En resumen, este estudio demostró el potencial antinociceptivo de las diluciones de RT en el modelo validado de dolor neuropático periférico inducido por CCI. Curiosamente, se encontró que la RT era eficaz para reducir no solo la nocicepción térmica sino también la alodinia mecánica en ratas. La RT demostró notables efectos antioxidantes y antiinflamatorios en el nervio ciático y mostró una actividad potencial de eliminación de radicales libres que reduciría su actividad antineuropática. El estrés oxidativo atenuado y las vías inflamatorias pueden contribuir al potencial terapéutico de la RT en el tratamiento del dolor neuropático. Aunque, los resultados del presente estudio sugirieron el efecto antineuropático de la RT, se justifican más estudios preclínicos y clínicos para confirmar estos efectos. Varios otros mecanismos bioquímicos pueden estar involucrados en el efecto anti-neuropático mediado por RT. Los resultados del presente estudio sugieren el efecto anti-nociceptivo de la RT contra el dolor neuropático y merecen una validación adicional de su eficacia en diversas afecciones dolorosas.
Métodos
Productos quimicos
El polvo seco autenticado de hojas de Rhus Tox (Familia: Anacardiaceae) se obtuvo del laboratorio de farmacopea homeopática, Ghaziabad, Uttar Pradesh, India. La gabapentina fue dotada por los laboratorios Mylan, India. Kits de Cytokine ELISA Ready SET-Go para TNF-α (Cat: 837324-22: Lote No. E09479-1645), IL-1β (Cat: 887013-22; Lote No. E09323-1645) e IL-6 (Cat: 837064-22: El lote No. E09358-1645) se adquirió de e-Biosciences Incorporation, EE. UU. El lipopolisacárido (LPS) de Escherichia coli O55: B5 (Cat: L2880; Lote No. 025M4040V) se compró a Sigma-Aldrich, EE. UU.

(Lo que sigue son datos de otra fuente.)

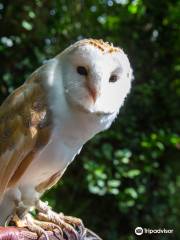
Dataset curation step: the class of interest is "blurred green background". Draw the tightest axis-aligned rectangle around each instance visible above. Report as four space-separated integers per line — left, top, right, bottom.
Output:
0 0 180 240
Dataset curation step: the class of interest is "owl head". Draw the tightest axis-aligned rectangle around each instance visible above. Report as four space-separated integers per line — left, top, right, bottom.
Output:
57 39 132 115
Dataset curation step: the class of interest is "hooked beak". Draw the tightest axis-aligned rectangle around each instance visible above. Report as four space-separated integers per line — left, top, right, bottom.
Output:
87 84 101 103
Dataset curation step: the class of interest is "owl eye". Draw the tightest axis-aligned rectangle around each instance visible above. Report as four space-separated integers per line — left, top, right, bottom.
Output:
109 75 118 82
76 66 88 76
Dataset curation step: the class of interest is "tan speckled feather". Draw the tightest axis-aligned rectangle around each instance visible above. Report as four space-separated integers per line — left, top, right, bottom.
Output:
0 74 51 198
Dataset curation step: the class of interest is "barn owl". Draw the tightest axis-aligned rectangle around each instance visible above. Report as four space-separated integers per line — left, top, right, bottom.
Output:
0 39 132 238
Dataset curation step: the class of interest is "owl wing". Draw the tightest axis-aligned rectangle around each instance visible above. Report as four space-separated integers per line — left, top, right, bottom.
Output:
0 79 50 198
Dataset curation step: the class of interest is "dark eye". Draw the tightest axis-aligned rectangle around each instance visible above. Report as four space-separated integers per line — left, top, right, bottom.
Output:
76 66 88 76
109 75 118 82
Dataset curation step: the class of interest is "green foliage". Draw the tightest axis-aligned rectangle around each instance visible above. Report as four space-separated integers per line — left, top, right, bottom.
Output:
0 0 180 240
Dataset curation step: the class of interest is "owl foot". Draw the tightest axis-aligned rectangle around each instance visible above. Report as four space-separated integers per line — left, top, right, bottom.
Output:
36 201 102 240
13 214 49 240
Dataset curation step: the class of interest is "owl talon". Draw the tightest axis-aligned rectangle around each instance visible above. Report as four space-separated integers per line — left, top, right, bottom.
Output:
37 211 80 240
13 214 49 240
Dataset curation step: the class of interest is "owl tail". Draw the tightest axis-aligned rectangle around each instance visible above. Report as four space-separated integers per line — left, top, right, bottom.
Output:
0 193 15 226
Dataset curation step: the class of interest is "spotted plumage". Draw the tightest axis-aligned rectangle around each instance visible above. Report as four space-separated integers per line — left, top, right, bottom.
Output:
0 39 132 224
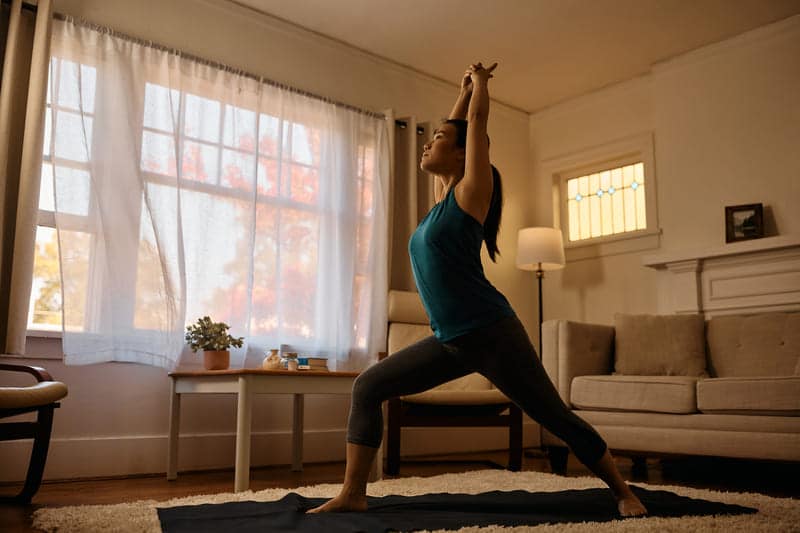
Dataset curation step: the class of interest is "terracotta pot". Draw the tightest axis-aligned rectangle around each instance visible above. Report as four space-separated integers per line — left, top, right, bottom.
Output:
203 350 231 370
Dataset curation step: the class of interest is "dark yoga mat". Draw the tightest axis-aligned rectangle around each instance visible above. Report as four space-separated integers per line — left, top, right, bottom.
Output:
158 486 758 533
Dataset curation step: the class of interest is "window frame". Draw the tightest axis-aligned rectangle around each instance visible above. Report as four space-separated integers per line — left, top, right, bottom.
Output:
26 56 375 354
542 132 661 261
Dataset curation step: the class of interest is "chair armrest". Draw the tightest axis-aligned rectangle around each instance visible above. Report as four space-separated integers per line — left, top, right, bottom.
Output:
542 320 614 407
0 363 53 383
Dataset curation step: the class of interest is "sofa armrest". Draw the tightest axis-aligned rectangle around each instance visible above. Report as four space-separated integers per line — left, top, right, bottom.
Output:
542 320 614 407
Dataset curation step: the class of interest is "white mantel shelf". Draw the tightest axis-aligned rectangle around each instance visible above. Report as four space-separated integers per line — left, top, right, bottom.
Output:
642 235 800 268
642 235 800 317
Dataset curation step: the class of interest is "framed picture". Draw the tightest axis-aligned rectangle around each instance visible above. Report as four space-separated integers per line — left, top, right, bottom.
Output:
725 204 764 242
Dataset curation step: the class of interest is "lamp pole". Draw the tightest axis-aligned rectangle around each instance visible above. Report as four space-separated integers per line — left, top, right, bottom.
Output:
536 263 544 359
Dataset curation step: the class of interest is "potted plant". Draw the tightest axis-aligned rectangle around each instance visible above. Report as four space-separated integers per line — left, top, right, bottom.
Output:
185 316 244 370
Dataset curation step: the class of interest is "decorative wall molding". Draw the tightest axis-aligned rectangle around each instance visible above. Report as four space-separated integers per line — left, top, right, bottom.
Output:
642 235 800 318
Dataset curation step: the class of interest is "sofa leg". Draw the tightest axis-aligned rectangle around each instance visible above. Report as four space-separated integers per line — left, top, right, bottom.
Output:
631 455 647 480
547 446 569 476
508 405 522 472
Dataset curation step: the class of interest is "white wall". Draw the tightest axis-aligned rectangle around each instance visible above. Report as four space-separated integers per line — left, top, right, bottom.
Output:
0 0 538 481
530 17 800 324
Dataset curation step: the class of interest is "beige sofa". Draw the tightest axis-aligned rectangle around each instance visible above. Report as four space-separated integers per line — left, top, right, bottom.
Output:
542 312 800 471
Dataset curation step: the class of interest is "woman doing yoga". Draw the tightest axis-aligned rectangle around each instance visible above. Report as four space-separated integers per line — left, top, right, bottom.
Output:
309 63 647 516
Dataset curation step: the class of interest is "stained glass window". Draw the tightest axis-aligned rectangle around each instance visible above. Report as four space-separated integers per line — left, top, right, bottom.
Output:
567 161 647 242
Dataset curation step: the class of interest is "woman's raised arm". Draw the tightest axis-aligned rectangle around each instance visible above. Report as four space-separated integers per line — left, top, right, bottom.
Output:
455 63 497 224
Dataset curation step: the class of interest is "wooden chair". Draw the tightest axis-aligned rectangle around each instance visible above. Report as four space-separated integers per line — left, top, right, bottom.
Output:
381 291 522 475
0 363 67 504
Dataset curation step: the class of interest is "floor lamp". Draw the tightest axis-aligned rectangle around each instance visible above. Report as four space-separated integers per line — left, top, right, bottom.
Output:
517 228 566 359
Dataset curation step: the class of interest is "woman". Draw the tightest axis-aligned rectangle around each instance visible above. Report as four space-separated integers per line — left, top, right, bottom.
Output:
309 63 647 516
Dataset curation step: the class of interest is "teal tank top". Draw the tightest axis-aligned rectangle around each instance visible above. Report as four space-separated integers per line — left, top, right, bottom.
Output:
408 189 514 342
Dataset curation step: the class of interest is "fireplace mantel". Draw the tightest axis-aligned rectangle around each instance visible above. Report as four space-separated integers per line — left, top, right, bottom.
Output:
642 235 800 317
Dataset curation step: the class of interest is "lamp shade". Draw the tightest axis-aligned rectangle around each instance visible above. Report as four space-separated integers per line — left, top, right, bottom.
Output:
517 228 566 270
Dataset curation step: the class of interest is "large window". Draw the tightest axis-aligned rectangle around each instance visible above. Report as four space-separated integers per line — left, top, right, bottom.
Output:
29 21 388 368
28 58 96 331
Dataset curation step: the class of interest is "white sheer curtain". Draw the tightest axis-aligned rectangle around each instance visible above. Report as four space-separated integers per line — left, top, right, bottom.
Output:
43 20 389 370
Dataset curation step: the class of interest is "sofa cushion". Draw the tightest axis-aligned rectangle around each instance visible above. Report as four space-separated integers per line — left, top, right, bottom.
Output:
708 312 800 378
697 376 800 416
570 376 697 414
614 313 707 376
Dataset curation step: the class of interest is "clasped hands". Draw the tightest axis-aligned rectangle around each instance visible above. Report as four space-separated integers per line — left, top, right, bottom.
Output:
461 62 497 92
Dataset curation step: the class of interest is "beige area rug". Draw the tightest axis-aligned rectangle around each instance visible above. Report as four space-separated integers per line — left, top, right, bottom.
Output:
33 470 800 533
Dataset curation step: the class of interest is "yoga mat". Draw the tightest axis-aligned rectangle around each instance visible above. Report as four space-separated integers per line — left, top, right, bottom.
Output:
158 486 758 533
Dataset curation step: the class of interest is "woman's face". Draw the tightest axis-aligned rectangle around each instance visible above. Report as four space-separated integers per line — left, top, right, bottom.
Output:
419 124 465 175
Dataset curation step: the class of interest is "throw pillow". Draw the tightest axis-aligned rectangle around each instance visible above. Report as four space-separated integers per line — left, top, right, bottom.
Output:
614 313 707 376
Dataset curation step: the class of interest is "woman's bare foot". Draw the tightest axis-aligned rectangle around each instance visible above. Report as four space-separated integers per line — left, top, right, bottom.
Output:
617 490 647 518
306 494 367 513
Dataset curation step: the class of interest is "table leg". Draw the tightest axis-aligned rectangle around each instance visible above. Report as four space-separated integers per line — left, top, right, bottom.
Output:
367 402 387 483
233 376 253 492
167 378 181 481
292 394 305 472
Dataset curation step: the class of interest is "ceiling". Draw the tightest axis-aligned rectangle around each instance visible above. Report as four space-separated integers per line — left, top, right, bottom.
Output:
228 0 800 113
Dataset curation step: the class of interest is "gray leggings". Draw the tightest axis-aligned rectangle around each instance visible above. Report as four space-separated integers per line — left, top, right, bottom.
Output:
347 316 606 467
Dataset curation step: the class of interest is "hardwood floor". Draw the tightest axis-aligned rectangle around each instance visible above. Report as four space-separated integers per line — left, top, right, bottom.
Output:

Preparación de extracto etanólico RT y diluciones.
Se siguió el procedimiento prescrito en la monografía de la farmacopea homeopática de la India para la preparación del extracto de RT y sus ultra-diluciones, excepto las sucesiones características utilizadas en la preparación de las diluciones homeopáticas. Se pulverizó polvo seco y grueso de hojas de RT. El polvo exactamente pesado (10 g) se mezcló con 100 ml de etanol (70%) y se mantuvo en la jarra de vidrio para maceración en frío hasta 7 días con agitación ocasional durante cada día 36 , 54 . El 8 º día, mezcla se filtró a través de papel de filtro Whatman y el filtrado se utiliza como un extracto alcohólico de RT. Se prepararon varias diluciones de extracto en etanol para obtener las concentraciones finales de RT de 1 × 10 −2 , 1 × 10 −4 , 1 × 10 −6., 1 × 10 −8 , 1 × 10 −10 , 1 × 10 −12 , 1 × 10 −14 , 1 × 10 −16 , 1 × 10 −18 , 1 × 10 −20 , 1 × 10 −22 , 1 × 10 −24 , 1 × 10 −26 , 1 × 10 −28 , 1 × 10 −30 , 1 × 10 −32 , 1 × 10 −34 , 1 × 10 −36 (Fig. 7 ).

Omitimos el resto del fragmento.